2.6 Bij brief van 25 januari 1999 heeft de inspecteur de gemachtigde nadere informatie omtrent de naheffingsaanslag verstrekt en hem verzocht het bezwaarschrift uiterlijk 15 februari 1999 van de vereiste motivering te voorzien. De inspecteur deelde daarbij mee dat indien hij de motivering op die dag niet zou hebben ontvangen, hij het bezwaarschrift niet-ontvankelijk zou verklaren. De gemachtigde deelde bij brief van 12 februari 1999 mede dat hij bij zijn brief van 29 december 1998 bleef.

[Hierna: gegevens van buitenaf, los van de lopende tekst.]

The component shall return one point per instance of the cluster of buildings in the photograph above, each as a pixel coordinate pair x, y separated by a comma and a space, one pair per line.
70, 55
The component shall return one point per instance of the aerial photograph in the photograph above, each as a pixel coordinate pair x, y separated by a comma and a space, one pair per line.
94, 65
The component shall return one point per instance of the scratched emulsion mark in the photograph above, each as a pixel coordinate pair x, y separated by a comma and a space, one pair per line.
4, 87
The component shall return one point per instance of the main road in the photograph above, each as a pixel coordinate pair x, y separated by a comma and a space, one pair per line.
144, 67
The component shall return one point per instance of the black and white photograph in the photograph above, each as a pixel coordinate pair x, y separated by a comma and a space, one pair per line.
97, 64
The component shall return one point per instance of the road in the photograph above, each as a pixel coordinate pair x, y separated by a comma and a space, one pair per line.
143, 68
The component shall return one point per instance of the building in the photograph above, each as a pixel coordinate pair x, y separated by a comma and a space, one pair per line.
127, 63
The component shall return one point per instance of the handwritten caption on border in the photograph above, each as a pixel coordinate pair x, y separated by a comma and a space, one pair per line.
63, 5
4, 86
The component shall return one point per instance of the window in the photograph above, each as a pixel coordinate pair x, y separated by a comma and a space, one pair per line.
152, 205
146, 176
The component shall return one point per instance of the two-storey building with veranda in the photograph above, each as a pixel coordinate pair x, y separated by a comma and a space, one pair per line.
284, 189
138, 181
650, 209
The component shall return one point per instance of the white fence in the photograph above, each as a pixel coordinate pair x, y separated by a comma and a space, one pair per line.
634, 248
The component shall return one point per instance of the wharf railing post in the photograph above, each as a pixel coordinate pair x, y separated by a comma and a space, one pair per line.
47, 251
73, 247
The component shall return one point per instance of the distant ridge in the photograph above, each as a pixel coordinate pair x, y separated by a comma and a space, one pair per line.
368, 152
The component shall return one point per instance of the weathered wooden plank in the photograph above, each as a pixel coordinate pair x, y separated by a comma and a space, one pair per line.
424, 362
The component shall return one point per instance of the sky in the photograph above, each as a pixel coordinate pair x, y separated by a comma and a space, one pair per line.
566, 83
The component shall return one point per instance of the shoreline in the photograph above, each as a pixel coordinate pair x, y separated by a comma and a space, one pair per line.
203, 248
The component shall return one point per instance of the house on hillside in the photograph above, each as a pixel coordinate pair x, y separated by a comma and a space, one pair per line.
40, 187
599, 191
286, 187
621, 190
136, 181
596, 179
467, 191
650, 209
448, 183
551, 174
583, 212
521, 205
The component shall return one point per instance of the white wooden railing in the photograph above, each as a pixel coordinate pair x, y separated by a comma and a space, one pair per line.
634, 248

2.7 Bij brief van 15 februari 1999 heeft de inspecteur de gemachtigde nogmaals verzocht het bezwaar van een motivering te voorzien, nu voor 24 februari 1999. Hierop reageerde de gemachtigde niet.
2.8 Bij uitspraak van 1 maart 1999 heeft de inspecteur het bezwaar op grond van artikel 6:6 van de Algemene wet bestuursrecht (: Awb) niet-ontvankelijk verklaard.
3. Het geschil, de standpunten en conclusies van partijen
3.1 In geschil is allereerst het antwoord op de vraag of het bezwaarschrift al dan niet terecht niet-ontvankelijk is verklaard. Belanghebbende beantwoordt deze vraag ontkennend en de inspecteur bevestigend. Indien het gelijk aan de zijde van belanghebbende is, is vervolgens de hoogte van de naheffingsaanslag in geschil.
3.2 Partijen doen hun standpunten steunen op de gronden welke door hen zijn aangevoerd in de van hen afkomstige stukken. Zij hebben daaraan ter voormelde zittingen geen argumenten toegevoegd.
3.3 Belanghebbende concludeert tot vernietiging van de bestreden uitspraak en vernietiging dan wel vermindering van de naheffingsaanslag.
De inspecteur concludeert tot bevestiging van zijn uitspraak.
4. De overwegingen omtrent het geschil
4.1 Naar vaststaat heeft de inspecteur de gemachtigde bij brief van 2 november 1998 medegedeeld waar hij het onderzoeksdossier van de FIOD kon opvragen. Toen dat niet lukte omdat de officier van justitie geen afschriften van processtukken aan derden wilde verstrekken, had belanghebbende zelf deze stukken kunnen opvragen. Vaststaat voorts dat bij brief van 25 januari 1999 de inspecteur de gemachtigde nadere informatie omtrent de naheffingsaanslag heeft verstrekt.
Hierna had de gemachtigde toch in ieder geval met een motivering kunnen komen, omdat hij daar toen in ieder geval voldoende materiaal voor had of had kunnen hebben.
4.2 Gelet op de punten 2.6 en 2.7 heeft de gemachtigde deze motivering daarna ook niet ingediend, terwijl hij toch voldoende gewaarschuwd was dat niet-ontvankelijkverklaring zou volgen indien geen motivering zou worden ingezonden.
4.3 Het Hof ziet, gelet op het voorgaande, geen reden de door de inspecteur uitgesproken niet-ontvankelijkheid van het bezwaarschrift te vernietigen.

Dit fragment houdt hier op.